En el fondo de mi ojo se cubrió la pupila,
se hicieron milagros con zapatilla de humo
y entré al redondel de hojas en torbellino,
mar afuera, como los barcos sin timón,
gozándome de esa grandeza que como las pirámides,
se deslíen con el fulgor de la mirada.
 
Fui la película donde la actriz se mira
y se siente creadora de sí misma,
con alma de encantador oriental
a la hora del incienso y las arañas impresionantes.
 
Sentí mi desnudez reflejada en el cielo
los brocatos6 de oro de la tarde me cubrieron,
maravilla, sorpresa, alada armonía,
que mientes y no me descubres.
 
Son los ratones de la costa serena,
suaves y furiosos,
arpegiando el arpa rubia que desata tempestad.
 
Era en la Navidad cuando los pinos sudan de confusión,
mi corazón ovillado aguardaba
la ola definitiva que había de arrastrarme
por los pantanos. No tenía miedo ni alegría.
 
Fue el éxtasis.7
 
Había color y terror
y no sentí su alarido.
 
Así como la joya del sultán
en la bandeja del imperio.
 
Después... paso a paso,
débil nave arribé a seguro puerto,
pero allí nadie me esperaba.

"En verdad, sólo una cosa es necesaria"...

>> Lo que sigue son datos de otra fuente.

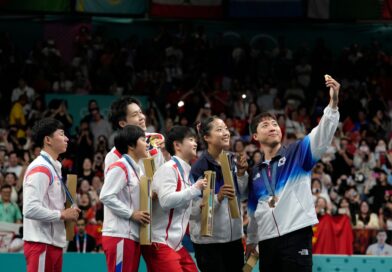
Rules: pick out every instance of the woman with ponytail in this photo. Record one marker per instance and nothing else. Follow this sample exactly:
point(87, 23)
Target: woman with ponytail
point(223, 251)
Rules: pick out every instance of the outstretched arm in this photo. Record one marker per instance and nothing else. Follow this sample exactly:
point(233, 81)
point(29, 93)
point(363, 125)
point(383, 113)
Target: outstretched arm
point(321, 136)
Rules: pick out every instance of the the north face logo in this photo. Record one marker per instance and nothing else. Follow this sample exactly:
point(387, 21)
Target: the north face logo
point(282, 161)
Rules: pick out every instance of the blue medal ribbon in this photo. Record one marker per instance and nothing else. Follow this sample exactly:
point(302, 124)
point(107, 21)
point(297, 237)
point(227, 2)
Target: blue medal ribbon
point(270, 186)
point(179, 166)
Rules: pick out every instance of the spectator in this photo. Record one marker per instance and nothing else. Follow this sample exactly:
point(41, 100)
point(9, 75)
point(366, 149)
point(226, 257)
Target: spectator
point(321, 206)
point(12, 180)
point(17, 116)
point(380, 248)
point(365, 218)
point(98, 125)
point(23, 89)
point(379, 190)
point(317, 191)
point(87, 172)
point(85, 205)
point(9, 211)
point(13, 164)
point(85, 144)
point(62, 85)
point(37, 111)
point(343, 160)
point(344, 207)
point(82, 241)
point(61, 113)
point(4, 144)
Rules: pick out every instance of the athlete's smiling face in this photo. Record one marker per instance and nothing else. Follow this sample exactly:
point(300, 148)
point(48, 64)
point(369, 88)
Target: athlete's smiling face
point(268, 132)
point(219, 134)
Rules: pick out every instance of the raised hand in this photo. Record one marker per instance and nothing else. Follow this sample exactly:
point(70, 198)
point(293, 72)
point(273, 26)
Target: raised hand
point(334, 88)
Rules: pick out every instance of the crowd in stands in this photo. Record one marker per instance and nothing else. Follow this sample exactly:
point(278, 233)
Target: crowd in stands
point(188, 75)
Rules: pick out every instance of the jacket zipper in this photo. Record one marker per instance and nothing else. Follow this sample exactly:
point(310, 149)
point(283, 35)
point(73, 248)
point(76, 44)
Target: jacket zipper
point(182, 230)
point(270, 177)
point(276, 224)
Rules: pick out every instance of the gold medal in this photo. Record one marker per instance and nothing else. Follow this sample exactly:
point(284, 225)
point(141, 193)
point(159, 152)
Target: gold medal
point(272, 201)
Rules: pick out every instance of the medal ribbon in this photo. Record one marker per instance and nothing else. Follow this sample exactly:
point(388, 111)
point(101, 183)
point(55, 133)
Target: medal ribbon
point(270, 179)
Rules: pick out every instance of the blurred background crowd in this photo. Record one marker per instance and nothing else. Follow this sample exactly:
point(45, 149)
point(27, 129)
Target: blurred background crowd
point(186, 75)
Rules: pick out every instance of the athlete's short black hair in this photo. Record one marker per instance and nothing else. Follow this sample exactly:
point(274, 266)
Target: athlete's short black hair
point(118, 110)
point(126, 137)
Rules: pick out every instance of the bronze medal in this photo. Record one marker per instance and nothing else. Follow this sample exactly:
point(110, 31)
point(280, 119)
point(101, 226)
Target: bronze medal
point(272, 201)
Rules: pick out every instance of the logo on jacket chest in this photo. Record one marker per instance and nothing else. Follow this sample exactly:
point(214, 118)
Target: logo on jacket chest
point(281, 161)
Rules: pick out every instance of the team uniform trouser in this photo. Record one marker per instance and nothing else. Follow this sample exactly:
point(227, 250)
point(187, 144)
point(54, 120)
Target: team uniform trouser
point(161, 257)
point(290, 252)
point(122, 255)
point(220, 257)
point(42, 257)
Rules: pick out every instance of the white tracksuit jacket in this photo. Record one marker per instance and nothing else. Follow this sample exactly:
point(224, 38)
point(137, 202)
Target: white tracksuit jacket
point(120, 196)
point(113, 155)
point(292, 166)
point(43, 200)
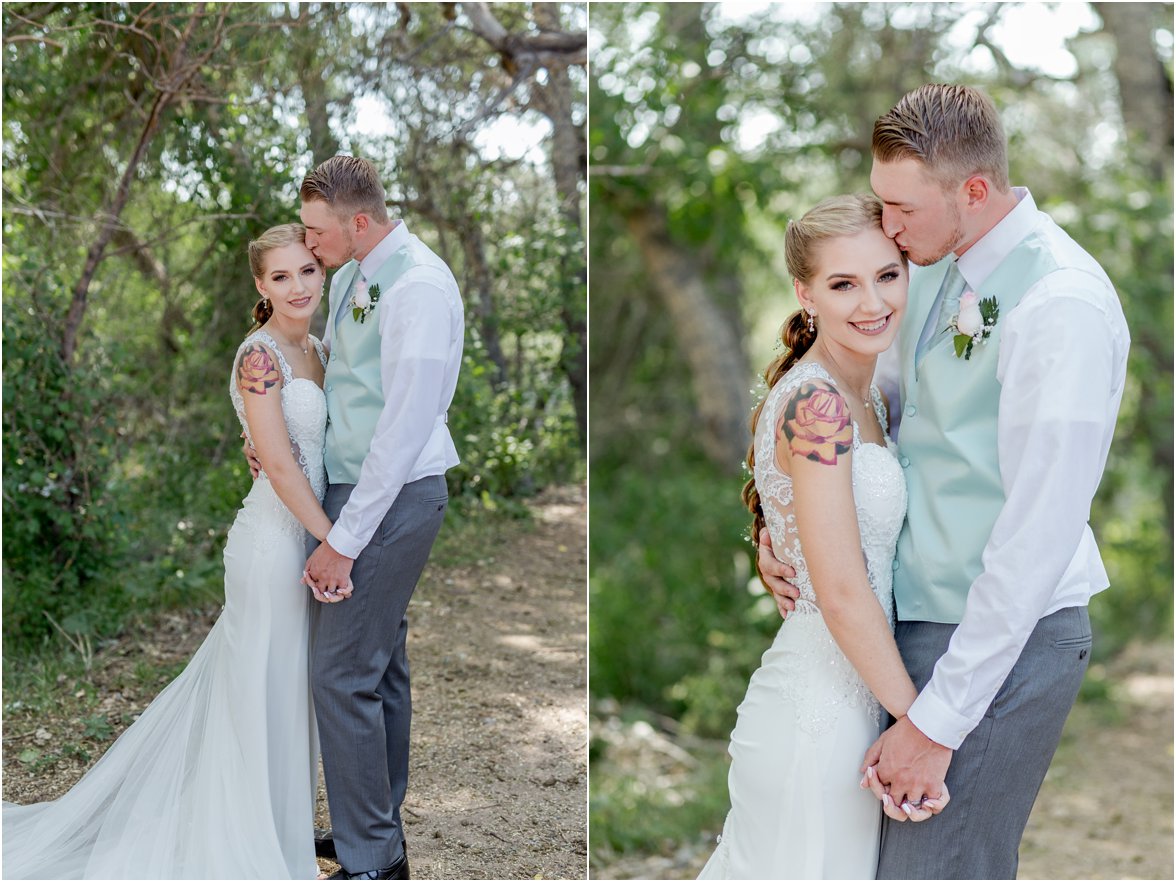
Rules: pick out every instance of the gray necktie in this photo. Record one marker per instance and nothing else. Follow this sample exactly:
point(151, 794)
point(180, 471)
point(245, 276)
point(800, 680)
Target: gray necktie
point(953, 287)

Me afano, hurgo, trajino, gesticulo,
agoto las fuerzas y me curva el cansancio,
pero desde ese fondo me alzo nueva y maravillada.
 
Señor sol, adelante, el sillón está vacío,
hay fresas en ese canasto y agua de vertiente
para tu luminosa pesadumbre.
 
De espaldas contra la noche,
lentos movimientos, silencio,
una cuerda, un pétalo peregrino del alba,
confusión, extrañeza, miseria humana.
 
Las muñecas de trapo agitan el conjunto,
son flores de cemento
en contrato de paz y de silencio.
 
Yo te amo, pero mi pensamiento
tiene el contorno de su mal sin remedio.
 
En el delirio me incendio,
la ceniza me escucha y llena el cántaro
con la claridad perpendicular del deseo fallido.
 
Aquí está la paleta y el color de oro sensitivo,
pero mi cabeza es de plata y pesa como las monedas.
 
Flautas del dios Pan,
arrebatando los estrados del bosque
llegan a mi oído;
es la armonía cardinal del ocaso.
 
Es necesario enterrar los ojos
para entregar el espíritu.
 
Detener tu avance, ¡oh!, vida,
detener tu hálito guerrero
y apagar tus llamas amarillas.
 
Estoy agotada y luminosa,
cada rincón de mi cuerpo resucita;
los demonios de la locura
extienden un tapiz con pólvora y tiniebla,
la pasión exalta y languidece
fosforescente, reprimida, desmayada.
 
A mi alrededor muere el venado
y las flores se apagan como cirios
cuando mi vestido de penas es inmortal.
 
Si muero, el terciopelo bendecirá mi mejilla,
la oscuridad prenderá su ceniza, para abrigarme.
 
Yo me alzaré como la libélula
en un solo pensamiento que abarcará la nada.
 
Polvo, dirán las almas esporádicas,
polvo, clamarán los corazones cobardes,
pero este polvo gris, alucinado y deforme
clamará, a su vez, inmensamente
por el amor eterno.
 
¿Estás ahí? ¿Estoy aquí?
 
¿Somos hechos de qué luminosa consistencia,
sumergidos en qué abismo sin presente?

Los abuelos con su leyenda crepitan bajo los puentes.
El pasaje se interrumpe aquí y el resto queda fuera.